Instagram Places of Bangkok

by - August 11, 2020

If you're planning to visit Bangkok, be prepared for a bustling metropolis with modern infrastructure and buildings, shopping malls and hotels, contrasted against traditional architecture. There are hundreds (maybe even thousands) of temples in Bangkok alone, and I only visited two so you probably want to add more onto your list! This list is very short and sweet - I didn't actually take that many photos as I spent most of my time eating lots of food and shopping for yet more food to take home instead.

Wat Pho

Wat Pho, also known as the Temple of the Reclining Buddha is located in Phra Nakhon District which is north of the Chao Praya River. We stayed at the Sofitel Bangkok Sukhumvit so we took the MRT Blue Line from Sukhumvit to Sanam Chai to make sure we got there for the temple's opening time which is 8am (just check Google Maps). From Sanam Chai station, it was relatively easy to walk to Wat Pho's entrance. Be alert when you're en route to temples as there may be scammers. A random man started to follow us to tell us that the temple wasn't open, which of course it was. Read my Top Tips for Travelling Bangkok and other things to be mindful of when visiting!

The entrance fee was 200 THB per person and because we got there so early, there were hardly any tourists. The surroundings were serene, and the archiecture, especially of the tower-shaped spires, was very intricate and unlike anything I had ever seen before. The reclining Buddha statue is inside the temple, and is 43m long and 15m in height. In fact, so large that I couldn't even get the whole statue into my camera shot. There are also bowls next to the statue where people put money in for luck. The gardens are also really peaceful and we enjoyed strolling around and admiring the scenery.

Also, don't forget that you need to cover your shoulders and knees when entering temples and shrines.

Wat Arun

Wat Arun, the Temple of Dawn is on the south side of the Chao Praya River, and if you're visiting Wat Pho, you should definitely visit Wat Arun too as it's so close. I just followed Google Maps to No. 8 Tha Tien Express Boat Pier to get a boat to the other side - the boat ride is super cheap and only a few baht!

This temple looks like a tiled ceramic structure - there is one extremely tall tower (known as a prang) in the centre with 4 smaller ones around it.

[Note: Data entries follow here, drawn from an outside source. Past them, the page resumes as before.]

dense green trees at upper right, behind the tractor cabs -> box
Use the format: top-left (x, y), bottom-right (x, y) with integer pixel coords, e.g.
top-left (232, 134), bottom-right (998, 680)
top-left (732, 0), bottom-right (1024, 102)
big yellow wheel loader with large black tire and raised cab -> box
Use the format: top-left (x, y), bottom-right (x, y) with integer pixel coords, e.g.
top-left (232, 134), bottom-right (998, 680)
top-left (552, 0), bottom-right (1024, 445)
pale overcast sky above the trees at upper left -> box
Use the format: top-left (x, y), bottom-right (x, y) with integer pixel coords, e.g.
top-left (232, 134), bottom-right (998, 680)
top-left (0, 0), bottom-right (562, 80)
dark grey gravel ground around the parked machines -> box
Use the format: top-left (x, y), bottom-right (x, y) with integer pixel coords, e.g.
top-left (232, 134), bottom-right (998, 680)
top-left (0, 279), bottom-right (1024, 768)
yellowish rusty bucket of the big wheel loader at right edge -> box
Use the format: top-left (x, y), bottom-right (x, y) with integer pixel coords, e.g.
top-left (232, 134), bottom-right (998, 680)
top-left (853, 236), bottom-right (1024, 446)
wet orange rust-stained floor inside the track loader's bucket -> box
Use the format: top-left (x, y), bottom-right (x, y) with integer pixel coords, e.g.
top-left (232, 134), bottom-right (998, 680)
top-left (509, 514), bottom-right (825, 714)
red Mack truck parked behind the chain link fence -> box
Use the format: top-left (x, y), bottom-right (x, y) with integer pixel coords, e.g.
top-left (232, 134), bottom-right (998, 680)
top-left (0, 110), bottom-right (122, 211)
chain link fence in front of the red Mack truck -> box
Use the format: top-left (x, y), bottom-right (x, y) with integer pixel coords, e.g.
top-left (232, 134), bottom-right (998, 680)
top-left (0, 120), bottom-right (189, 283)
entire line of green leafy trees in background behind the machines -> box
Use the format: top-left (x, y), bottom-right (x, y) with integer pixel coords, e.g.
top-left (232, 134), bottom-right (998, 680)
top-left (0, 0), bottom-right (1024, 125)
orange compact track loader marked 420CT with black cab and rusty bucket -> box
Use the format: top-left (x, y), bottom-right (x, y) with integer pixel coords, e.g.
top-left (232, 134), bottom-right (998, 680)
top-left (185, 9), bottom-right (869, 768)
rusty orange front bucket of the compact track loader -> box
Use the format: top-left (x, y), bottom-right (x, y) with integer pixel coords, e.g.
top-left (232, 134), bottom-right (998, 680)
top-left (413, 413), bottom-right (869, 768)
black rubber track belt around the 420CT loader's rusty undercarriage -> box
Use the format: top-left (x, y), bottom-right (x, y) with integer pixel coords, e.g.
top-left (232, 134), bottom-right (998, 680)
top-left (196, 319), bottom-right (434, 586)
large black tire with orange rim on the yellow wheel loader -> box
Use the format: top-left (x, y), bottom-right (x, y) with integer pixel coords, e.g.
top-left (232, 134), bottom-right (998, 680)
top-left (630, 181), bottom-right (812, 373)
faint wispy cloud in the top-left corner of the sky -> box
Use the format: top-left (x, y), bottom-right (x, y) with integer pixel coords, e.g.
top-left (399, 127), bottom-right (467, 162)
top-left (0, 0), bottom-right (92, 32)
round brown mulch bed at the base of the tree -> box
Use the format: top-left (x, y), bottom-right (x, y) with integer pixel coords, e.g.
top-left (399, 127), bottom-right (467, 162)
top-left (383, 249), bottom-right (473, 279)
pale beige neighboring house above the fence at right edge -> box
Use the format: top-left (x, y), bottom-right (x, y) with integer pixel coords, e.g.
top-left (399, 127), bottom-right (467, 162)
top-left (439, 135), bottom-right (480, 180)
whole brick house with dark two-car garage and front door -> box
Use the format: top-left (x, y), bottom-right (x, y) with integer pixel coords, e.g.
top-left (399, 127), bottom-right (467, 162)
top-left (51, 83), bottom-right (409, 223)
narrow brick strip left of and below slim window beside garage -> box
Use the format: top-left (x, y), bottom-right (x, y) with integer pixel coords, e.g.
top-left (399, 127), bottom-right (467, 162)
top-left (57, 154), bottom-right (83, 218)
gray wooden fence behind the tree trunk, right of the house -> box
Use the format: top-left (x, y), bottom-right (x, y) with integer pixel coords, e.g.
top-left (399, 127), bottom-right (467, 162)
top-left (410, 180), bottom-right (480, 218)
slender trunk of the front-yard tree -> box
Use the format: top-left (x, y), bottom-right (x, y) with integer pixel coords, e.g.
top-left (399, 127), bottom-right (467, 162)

The largest prang is 67m high and the tallest one in Thailand. It's a dominating structure from far away, but you definitely need to see it close up to admire the unique intricacies of the exterior.

Other Temples Nearby:
The Grand Palace
Wat Benchamabophit

Erawan Museum

Erawan Museum is located a little further out from the busy Sukhumvit area. We took the BTS SkyTrain to Bang Na Station and then took a taxi there. Entry fee was quite expensive which I think was 400 THB per person, available at the ticket office. The gardens are pretty, but the grounds are relatively small. The uniqueness of the temple is that a huge three-headed elephant statue sits atop it. Inside (again, shoulders and knees should be covered!), the interiors include winding staircases, a lot of pink and a mesmerising stained glass ceiling. Be aware that it is also incredibly hot inside (as in I was literally on the verge of fainting) and although overall the place was a lot smaller than I had expected, it was still a beautiful place to visit.

99 Bang Mueang Mai, Mueang Samut Prakan District, Samut Prakan 10270, Thailand

Octave Rooftop Lounge

There are an abundance of rooftop bars in Bangkok, the majority of them being very expensive. I wasn't that bothered about going to 'the best' one and just wanted to appreciate the skyline and upon research, the Octave Rooftop Lounge on the 48th floor of the Bangkok Marriot Hotel in Sukhumvit served reasonably priced cocktails and also offers a panoramic view of the skyline. You want to book in advance to reserve seats around the edge of the lounge and also to get there early to catch the sunset.